Since timing is obviously more complex and my time is limited I'm going to 
stick to the locked atomic parallel simulation for now. Maybe if things go 
well I'll take a stab at the timing adventure which as you, described it, 
shouldn't be that hard, but I don't have that much time either. Atomic has the 
obvious advantage that you don't have to worry about the timing of events.

> > A solution could be to forward the scheduling time of past events
> > scheduled by a slow root queue on some fast concurrent other queue,
> > track all child-events spawning from its processing (together they
> > would form a chain of events, actually more like a tree of events),
> > while saving the original root time, and then shift back the
> > scheduling time of those events in the chain which get scheduled back
> > on the original root queue. Similarly, future events originating from
> > fast threads would get scheduled in the past. Local time shouldn't
> > matter only the time an event chain spent in a certain timezone. I
> > hope this makes sense.
> 
> I think a basic approach that simply uses synchronization to prevent
> fast threads from getting too far ahead is the best place to start
> (where how you define "too far ahead" is basically your
> performance/accuracy tradeoff).
> 

That's not an option for me.

> >> For atomic mode, things are of course very different. [...]
> >
> > Doesn't this require a sort of transaction-like cache operation which
> > could get rolled back when a deadlock gets detected? An easier way
> > would be to detect a miss before an atomic call is made to the L1
> > cache (by means of functional calls, or some other form of cache
> > inspection), that way we could lock before we change L1 state?
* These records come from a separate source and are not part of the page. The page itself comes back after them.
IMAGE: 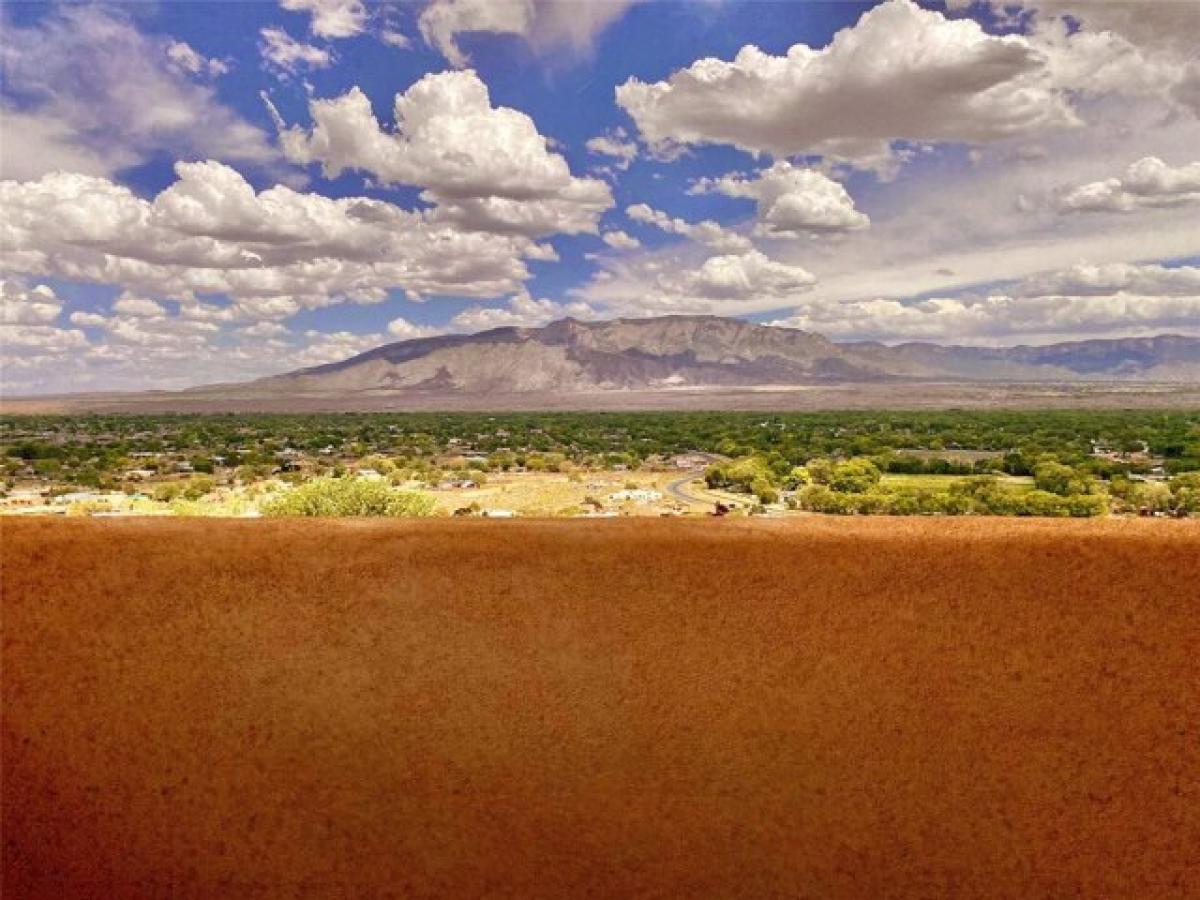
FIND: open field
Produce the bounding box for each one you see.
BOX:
[0,517,1200,900]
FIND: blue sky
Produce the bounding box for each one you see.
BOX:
[0,0,1200,392]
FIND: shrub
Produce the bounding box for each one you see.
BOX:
[262,478,433,518]
[829,458,882,493]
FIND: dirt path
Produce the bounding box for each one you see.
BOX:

Is
> > there any easy way to detect this with minor modifications to the
> > cache implementation?
> 
> Yes, that's right; all the code that could get retried would have to
> be idempotent.  I was ignoring this before because I believe that as
> far as the operational cache state goes (tags, etc.) this is probably
> already true (though I haven't checked).  Now that you mention it
> though, I see that that's definitely not true for statistics.  One
> possible solution is just to have a retry flag that indicates if this
> is a retry, and put all the stats updates inside an "if (retry)"
> block.

Seems easy enough (though somehow it never is). I'm going to check out the 
cache implementation as well. I would appreciate it if anyone pointed out any 
danger zones.

> 
> I think the two-pass thing is less desirable because (1) functional
> accesses don't really understand the coherence protocol and (2) most
> of your accesses will be L1 hits, and I'd guess that most L1 misses
> won't encounter contention, so for performance you really want to
> optimistically assume that it's going to be fine the first time and
> shift the correctness burden to the less common case of having to
> retry.
> 

Good point.

> >> As far as your more specific questions:
> >> - Returning 'false' to a sendTiming to handle deadlock won't work in
> >> general, as there are some messages (like snoop responses, IIRC) that
> >> aren't allowed to be nacked in that fashion for protocol deadlock
> >> reasons.
> >
> > What about always returning true and handling false separately?
> 
> I don't follow... you have to have some low-level flow control on the
> port, and if the packet has been accepted, it's good to know ASAP that
> the sender is done with it.  In a sense you can't return true and then
> later change your mind to false, you have to always return false
> (don't assume it's been accepted) if you're always going to return the
> same thing.  Maybe in light of the further discussion above you'll
> agree that this isn't the crux of the problem.
> 

I understand your point. I assumed it would be much hared to get over the 
true/false problem and that assuming a true return value and resending the 
original package from a special object if it did, after all, turn out to be 
false would have been a good temporary approximation.